UH forced to forfeit football, baseball scholarships

Advertiser Staff

The University of Hawaii football and baseball programs will lose scholarships for failing to achieve a 50 percent graduation rate under the NCAA Academic Progress Rate, UH announced today.

UH football will forfeit five scholarships and baseball will lose 1.17 during the 2005-06 and/or 2006-07 academic year after falling short of the 925 benchmark required by the NCAA's APR. UH football was at 898 and baseball 890.

Division I-A programs, such as UH, are permitted a maximum of 85 scholarships in football and 11.7 in baseball. Because baseball is an equivalency sport, its scholarships may be divided among several players.

UH received the maximum penalty permitted in baseball. The maximum penalty in football is 9.

The NCAA Committee on Academic Performance instituted the APR requirements beginning in the 2003-04 academic year. These figures constitute a multi-year score, which includes the 2003-04 and 2004-05 academic years. The benchmark of 925 reflects a standard 50 percent graduation rate set by the NCAA.

"Scholarship reductions in any sport are not easy to accept," UH Athletic Director Herman Frazier said in a release. "I've spoken to the coaches of both sports involved and impressed on them a need for improvement to avoid these scholarship reductions in the future. Obviously, there are many different reasons for the shortfall, but there should be no excuses. We need to be better."

Men's basketball (922) also posted a score below the APR requirement. But the program will not be affected because of squad-size adjustment.

A total of 15 UH sports scored above the APR.

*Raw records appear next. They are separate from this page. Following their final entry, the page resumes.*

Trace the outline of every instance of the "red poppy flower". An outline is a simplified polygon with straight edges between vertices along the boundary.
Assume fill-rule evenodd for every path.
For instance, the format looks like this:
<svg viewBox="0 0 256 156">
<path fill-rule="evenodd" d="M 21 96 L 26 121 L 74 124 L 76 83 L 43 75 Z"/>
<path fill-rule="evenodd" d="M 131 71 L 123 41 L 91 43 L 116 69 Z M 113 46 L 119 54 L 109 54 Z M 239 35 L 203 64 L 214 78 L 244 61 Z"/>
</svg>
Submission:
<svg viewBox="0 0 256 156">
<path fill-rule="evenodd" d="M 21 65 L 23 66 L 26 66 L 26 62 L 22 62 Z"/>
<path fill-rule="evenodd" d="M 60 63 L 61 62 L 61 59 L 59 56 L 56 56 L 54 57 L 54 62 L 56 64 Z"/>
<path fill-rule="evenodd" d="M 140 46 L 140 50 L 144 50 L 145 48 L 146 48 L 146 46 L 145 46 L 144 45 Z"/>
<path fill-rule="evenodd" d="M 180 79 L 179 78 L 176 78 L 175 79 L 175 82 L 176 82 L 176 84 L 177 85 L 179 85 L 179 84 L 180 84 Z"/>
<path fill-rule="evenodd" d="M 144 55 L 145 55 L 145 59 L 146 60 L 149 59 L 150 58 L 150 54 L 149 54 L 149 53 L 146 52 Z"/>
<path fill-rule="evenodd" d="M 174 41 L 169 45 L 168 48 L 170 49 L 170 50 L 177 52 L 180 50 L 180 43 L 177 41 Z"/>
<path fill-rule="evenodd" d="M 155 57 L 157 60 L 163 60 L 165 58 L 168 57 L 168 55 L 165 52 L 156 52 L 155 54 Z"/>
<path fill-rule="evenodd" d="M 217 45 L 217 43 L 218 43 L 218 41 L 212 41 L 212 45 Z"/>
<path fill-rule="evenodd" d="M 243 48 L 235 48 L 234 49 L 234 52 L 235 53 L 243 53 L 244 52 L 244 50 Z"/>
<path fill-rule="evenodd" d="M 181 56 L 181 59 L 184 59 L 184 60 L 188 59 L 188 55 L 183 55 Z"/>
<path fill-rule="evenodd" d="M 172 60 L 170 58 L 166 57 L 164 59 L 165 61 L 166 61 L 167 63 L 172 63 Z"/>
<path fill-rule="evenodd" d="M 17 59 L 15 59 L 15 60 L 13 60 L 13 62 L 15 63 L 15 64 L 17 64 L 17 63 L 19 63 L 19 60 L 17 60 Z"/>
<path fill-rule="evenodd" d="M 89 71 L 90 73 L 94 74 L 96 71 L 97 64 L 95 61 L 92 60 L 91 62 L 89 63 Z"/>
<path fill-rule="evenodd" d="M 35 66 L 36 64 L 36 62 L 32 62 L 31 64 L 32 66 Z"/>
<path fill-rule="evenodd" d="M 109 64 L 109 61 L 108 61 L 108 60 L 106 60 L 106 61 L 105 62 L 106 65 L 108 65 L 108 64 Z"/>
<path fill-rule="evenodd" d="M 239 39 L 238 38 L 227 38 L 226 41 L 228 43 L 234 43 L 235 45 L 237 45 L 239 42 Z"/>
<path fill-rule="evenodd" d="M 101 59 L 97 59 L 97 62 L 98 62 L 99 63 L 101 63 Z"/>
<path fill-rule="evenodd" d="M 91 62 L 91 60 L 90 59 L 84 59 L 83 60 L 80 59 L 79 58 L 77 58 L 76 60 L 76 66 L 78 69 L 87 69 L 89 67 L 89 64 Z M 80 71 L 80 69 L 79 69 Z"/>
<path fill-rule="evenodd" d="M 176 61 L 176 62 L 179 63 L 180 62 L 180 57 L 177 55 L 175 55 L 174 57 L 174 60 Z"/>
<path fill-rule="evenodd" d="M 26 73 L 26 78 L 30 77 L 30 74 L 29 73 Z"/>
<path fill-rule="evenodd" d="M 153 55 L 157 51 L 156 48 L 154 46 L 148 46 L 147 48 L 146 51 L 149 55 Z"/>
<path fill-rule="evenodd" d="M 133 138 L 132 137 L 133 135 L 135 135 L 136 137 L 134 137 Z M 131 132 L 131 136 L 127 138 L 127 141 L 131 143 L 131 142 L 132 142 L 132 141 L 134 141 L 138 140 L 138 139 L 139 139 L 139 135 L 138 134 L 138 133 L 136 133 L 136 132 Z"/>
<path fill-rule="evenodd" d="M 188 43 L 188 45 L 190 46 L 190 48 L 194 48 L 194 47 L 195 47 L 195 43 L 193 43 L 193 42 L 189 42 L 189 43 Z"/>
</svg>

The sports were: men's tennis (985), women's swimming (985), women's tennis (984), men's volleyball (977), women's golf (975), women's soccer (968), men's golf (967), women's volleyball (966), women's basketball (959), women's water polo (957), softball (945), men's swimming (944), women's cross country (929), women's indoor track (927) and women's outdoor track (927).

The overall goal of measuring APRs is to encourage improved academic performance and help institutions examine admission policies, retention and graduation rates, as well as improve academic support for student-athletes. Only student-athletes on scholarship are factored into the APR.